Each program only interacts with the database, so there’s no direct connection between the mobile device and the API calling function. Instead, writes to the shared database by the backend are synchronized and read from the local replica in the browser.

This prevents re-running API calls with the same query, and makes response data automatically available across all of the user’s synced devices.

On the backend you can use a Fireproof database to coordinate worker processes. For instance, you could have a database full of raw PDF uploads and write a service that subscribes to the database and adds an image thumbnail for any PDFs that don’t have it, both historical and live. Following the same pattern as above one process adds PDFs to the list, and another set of processes does the thumbnailing. By adding a state transition from please-run to running, you can prevent multiple workers from trying to thumbnail the same PDF.

When API responses are large use file attachments for selective replication. Files are replicated on-demand, so for instance, if you are archiving StreamLit runs you might store parameters in the document and results as a binary HAR file, including media, etc. This allows replay without access to the original StreamLit server.

You can also use this model for tracking a human-driven process like an employee raise approval. A raise request can transition from draft status, through various levels of managerial approval, to final approval and implementation. Document databases are a natural fit for this type of workflow because they allow you to track the state of each document and the transitions between states. This makes it easy to see where a document is in the process and what actions have been taken on it. Fireproof extends this pattern with live updates, so you can see the state of each document in real-time. It also has cryptographic verification, so updates are never in question, and time-travel, so you can see how the database got to its current state.

When to go multi-database

When you’re designing an application with Fireproof, it’s important to identify the synchronization unit of your app. For example, in a ride-hailing app, each ride would be an individual database, recording all the interactions and clicks from search to drop-off.

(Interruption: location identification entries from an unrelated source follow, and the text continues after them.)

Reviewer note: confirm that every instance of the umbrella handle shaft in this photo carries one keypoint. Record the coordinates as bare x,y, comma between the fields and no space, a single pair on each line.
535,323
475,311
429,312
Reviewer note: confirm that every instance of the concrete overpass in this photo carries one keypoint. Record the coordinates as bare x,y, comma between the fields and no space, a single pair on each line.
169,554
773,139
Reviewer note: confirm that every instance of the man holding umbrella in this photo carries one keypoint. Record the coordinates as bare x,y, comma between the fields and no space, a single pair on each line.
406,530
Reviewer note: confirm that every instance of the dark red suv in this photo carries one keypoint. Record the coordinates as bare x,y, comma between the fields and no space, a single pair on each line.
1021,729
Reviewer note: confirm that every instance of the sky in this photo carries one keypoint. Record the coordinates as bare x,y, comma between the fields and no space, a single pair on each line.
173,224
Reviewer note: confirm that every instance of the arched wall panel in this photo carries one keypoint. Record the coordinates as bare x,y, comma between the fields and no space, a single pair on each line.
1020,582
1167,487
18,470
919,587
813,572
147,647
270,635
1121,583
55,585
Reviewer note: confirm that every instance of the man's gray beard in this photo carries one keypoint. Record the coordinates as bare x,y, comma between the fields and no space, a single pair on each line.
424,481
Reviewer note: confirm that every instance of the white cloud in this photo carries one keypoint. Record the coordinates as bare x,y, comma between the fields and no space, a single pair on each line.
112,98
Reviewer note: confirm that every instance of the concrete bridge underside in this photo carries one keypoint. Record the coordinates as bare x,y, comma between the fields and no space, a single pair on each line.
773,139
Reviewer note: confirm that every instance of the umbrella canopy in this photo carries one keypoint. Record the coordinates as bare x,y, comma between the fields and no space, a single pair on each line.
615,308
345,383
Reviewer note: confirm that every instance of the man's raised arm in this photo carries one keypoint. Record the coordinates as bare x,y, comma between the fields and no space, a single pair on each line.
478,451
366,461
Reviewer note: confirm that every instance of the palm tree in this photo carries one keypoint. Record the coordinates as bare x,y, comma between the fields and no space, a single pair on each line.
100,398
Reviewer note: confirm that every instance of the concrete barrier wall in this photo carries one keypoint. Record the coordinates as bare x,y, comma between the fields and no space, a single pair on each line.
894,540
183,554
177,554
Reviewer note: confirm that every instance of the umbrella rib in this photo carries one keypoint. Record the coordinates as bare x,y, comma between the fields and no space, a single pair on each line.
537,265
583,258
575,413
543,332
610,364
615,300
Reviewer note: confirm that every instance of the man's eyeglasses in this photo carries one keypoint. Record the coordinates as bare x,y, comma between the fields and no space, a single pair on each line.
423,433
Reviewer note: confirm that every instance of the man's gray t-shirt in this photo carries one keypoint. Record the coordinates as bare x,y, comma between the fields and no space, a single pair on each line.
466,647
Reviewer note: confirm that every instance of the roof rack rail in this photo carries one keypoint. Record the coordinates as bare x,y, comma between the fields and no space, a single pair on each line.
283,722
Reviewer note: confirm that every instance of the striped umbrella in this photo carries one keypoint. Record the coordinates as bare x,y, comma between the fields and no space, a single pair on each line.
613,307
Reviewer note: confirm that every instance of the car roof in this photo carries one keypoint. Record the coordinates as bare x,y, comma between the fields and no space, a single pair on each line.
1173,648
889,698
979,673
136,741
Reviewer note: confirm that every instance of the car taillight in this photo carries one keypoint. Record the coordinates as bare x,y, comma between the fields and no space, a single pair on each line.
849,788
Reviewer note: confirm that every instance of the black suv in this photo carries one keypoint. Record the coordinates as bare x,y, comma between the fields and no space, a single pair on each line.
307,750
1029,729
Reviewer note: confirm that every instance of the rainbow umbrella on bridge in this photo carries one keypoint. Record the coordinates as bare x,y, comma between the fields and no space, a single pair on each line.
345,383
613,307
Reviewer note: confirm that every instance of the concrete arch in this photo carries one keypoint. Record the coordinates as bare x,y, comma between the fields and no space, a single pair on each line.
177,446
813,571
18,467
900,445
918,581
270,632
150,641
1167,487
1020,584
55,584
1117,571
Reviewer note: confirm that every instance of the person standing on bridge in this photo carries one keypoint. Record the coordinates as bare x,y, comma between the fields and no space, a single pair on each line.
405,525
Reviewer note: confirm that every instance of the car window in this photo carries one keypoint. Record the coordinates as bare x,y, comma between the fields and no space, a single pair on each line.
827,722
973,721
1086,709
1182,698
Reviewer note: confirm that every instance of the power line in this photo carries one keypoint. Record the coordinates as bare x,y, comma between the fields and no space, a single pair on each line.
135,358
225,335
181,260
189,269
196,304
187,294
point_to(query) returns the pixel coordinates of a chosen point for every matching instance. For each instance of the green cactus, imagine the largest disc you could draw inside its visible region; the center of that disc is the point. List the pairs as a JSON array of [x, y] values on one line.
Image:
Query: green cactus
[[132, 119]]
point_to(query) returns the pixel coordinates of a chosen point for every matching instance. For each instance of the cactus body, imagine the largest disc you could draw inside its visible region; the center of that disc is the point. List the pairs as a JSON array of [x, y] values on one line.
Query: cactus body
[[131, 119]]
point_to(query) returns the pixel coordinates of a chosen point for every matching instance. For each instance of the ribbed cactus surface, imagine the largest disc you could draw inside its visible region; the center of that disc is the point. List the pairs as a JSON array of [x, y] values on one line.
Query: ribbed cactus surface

You would use additional per-user databases to store links to all the rides for a given user or driver.

The above scenario describes a common pattern of per-session or unit-of-work databases, which are tracked by per-user databases. The architectural shift here is aligned with the increasing capabilities of the client, manifest as full state management as a session paradigm. A few other scenarios share this alignment:

In a chat application, you can use a shared database for each group chat, and each user sends messages by writing documents. (You can write a document with a “composing” state and a timestamp, and then update it with the user content when the message is sent, for a more real-time feel.) Each user would have their own list of group chats synced among their devices with a per-user database.

Authoring systems like collaborative word processing or data entry would use a database per sharable workspace, and then give each user their own view into the set of workspaces.

In addition to the unit-of-work and per-user databases, you might have an application-global database for content distribution, that is read-only for all users, but updated by your application on launch. You can use this for assets, style packs, policies, feature-flags, and configuration delivery.

Gaming can benefit from per-level asset delivery and sync, as well as on-demand file sync. This allows you to sync a catalog of games and download only the played ones. Or sync levels on demand, and within the levels, lazy load shaders for different runtime environments. You can also use Fireproof to organize game rooms, sync player settings across devices, and manage leaderboards from edge functions.